Le HDH et Microsoft, d'abord une phase de test

« En ce qui concerne Microsoft, le HDH a souhaité initier des tests [Minimum Viable Product et proof of concept, ndlr] de notre service en ligne Azure au regard des opérations projetées dans le cadre de ses missions » nous explique l’entourage de l’éditeur made in Redmond. « Le HDH a provisionné le service en ligne Azure à travers un marché déjà existant référencé à l’UGAP. Le HDH a ainsi souscrit, de manière parfaitement conforme aux règles de la commande publique, à un contrat Microsoft référencé à l’UGAP (par notre partenaire SCC) pour provisionner Azure ».

Autre chose, la même source nous confirme que « la quasi-totalité de l’environnement du Health Data Hub est constituée de solutions Open Source.
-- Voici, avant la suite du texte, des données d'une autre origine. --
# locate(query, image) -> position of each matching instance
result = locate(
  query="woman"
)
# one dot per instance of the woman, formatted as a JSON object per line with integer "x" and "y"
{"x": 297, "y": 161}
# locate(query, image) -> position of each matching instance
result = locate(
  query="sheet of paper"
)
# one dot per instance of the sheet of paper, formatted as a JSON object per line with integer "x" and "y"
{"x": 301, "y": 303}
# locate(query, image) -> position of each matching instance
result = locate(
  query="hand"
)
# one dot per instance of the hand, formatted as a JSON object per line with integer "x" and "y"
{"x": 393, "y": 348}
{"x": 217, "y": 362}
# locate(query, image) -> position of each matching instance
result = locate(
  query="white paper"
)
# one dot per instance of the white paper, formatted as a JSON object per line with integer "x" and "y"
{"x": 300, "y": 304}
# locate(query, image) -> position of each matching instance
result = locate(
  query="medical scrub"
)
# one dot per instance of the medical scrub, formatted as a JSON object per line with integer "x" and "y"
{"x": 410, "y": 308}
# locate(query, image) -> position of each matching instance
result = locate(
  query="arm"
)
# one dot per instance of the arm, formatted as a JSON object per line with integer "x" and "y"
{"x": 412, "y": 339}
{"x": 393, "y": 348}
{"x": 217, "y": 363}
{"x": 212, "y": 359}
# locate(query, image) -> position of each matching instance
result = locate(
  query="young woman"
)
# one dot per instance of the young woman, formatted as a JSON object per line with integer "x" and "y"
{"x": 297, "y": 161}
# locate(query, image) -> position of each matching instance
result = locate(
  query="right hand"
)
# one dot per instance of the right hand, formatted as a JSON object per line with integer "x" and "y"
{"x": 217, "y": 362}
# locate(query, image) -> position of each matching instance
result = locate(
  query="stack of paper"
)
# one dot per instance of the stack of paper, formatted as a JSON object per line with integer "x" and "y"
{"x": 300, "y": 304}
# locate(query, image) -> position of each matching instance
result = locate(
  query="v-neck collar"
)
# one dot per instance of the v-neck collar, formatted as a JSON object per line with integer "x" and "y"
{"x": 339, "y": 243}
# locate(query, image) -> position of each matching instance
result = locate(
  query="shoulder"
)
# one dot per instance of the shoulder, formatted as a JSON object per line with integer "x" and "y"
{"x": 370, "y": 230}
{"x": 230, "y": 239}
En effet, l’essentiel de la solution HDH, en dehors de quelques composants de sécurité qui, pour la plupart ne viennent pas de Microsoft (mais de Thalès), est composé de Machines Virtuelles Linux (DSVM – Data Science Virtual Machine) avec des composants Open Source tels que Linux, XGBoost, Python, JupyterHub, Rattle, PostgreSQL, Spark,… »
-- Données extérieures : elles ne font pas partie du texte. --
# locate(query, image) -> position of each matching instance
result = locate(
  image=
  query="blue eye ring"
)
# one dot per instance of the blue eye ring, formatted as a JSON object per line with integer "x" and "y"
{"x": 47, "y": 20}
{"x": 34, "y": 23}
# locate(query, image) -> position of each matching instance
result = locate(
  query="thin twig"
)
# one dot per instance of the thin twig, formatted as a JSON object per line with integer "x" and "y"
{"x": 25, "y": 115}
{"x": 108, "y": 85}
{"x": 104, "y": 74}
Ainsi, « Azure n’empêche pas d’utiliser de l’Open Source, bien au contraire. Dans la pratique, les outils qui sont mis à la disposition des Data Scientists qui seront les principaux utilisateurs du HDH ne sont autres que ceux utilisés par les Data Scientists du monde entier : Python, Jupyter, PyTorch, Scikit-learn, Caffe, Keras, Spark,… Pour s’en convaincre, il suffit de regarder la liste des outils qui sont intégrés en standard sur une Data Science Virtual Machine pour voir que la quasi-totalité des outils utilisés sont Open Source (si la VM est Linux, ce qui sera le cas pour l’essentiel car les Data Scientists apprennent généralement sur des environnements Linux…) »

Conclusion : « nos amis de l’Open Source se battent pour obtenir quelque chose qui existe déjà dans l’environnement ».